カルロス・ゴーン氏は日本からいなくなればいい?

 役員報酬が開示された上場企業役員中で、8億9000万円とトップだった日産自動車のカルロス・ゴーン氏について、菅直人首相は2日の街頭で「(日本から)いなくなりゃいい」と発言した。

 菅首相が2日、金沢市内での街頭演説で述べた。朝日新聞の報道によると、「財政が破綻(はたん)したとき、誰が困るかご存じですか。あの大金持ちのカルロス・ゴーンさん(日産自動車社長)は、(日本から)いなくなりゃいいんですよ、簡単なんですよ」という演説だったそうだ。

 前後の話の流れから、財政破綻をすれば困るのは、所得が少ない人や年金生活者だということを言いたかったようだ。だが、なぜ「大金持ち」がいなくならなければならないか、という説明はない。

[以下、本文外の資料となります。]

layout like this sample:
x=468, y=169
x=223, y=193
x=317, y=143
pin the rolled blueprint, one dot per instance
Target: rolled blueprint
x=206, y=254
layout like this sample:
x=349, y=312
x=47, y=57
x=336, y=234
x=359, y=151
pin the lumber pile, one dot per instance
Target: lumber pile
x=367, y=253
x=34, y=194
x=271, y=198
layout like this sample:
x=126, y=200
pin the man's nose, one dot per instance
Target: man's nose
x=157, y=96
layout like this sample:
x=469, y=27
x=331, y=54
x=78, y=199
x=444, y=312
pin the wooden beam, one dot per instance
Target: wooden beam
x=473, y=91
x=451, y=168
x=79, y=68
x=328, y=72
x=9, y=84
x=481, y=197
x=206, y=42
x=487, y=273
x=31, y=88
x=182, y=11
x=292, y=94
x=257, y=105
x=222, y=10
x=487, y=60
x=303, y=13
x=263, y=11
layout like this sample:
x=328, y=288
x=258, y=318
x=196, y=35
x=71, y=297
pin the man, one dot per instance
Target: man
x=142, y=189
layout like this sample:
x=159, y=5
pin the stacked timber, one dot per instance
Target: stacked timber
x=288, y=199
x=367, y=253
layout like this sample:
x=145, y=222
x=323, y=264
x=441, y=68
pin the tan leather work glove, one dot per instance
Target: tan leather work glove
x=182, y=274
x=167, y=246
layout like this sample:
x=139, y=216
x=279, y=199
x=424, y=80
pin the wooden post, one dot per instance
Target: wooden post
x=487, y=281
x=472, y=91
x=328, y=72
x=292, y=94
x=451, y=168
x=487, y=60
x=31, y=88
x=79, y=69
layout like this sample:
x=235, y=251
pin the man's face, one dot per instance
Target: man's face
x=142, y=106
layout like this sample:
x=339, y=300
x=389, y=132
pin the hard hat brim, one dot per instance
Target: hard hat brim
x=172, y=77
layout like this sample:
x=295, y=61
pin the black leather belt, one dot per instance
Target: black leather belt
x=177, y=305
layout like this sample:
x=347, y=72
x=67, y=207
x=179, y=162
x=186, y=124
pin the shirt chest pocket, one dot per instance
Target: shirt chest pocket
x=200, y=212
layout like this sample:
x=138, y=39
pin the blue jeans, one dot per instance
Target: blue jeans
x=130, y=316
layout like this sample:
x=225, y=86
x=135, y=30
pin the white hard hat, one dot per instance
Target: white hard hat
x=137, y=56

 ちなみに、米国では今後、税制が大きく見直されようとしている。それは、社会福祉や医療などへの財政支出が増大するからだ。

 所得税の最高税率引き上げ、配当税UP。さらには、代替ミニマム税、メディケア税、付加価値税なども検討に入っているという。さらには、遺産税が復活する。

 こうした米政府の動きを、米投資専門誌バロンズは次のように指摘している。「全部を考慮に入れると、現在提案されている法案が成立すれば、その税負担の増加分の85%を上位1%の納税者が負うことになる」としている。

 その肝心の上位1%の税負担者がいなくなっては、元も子もない。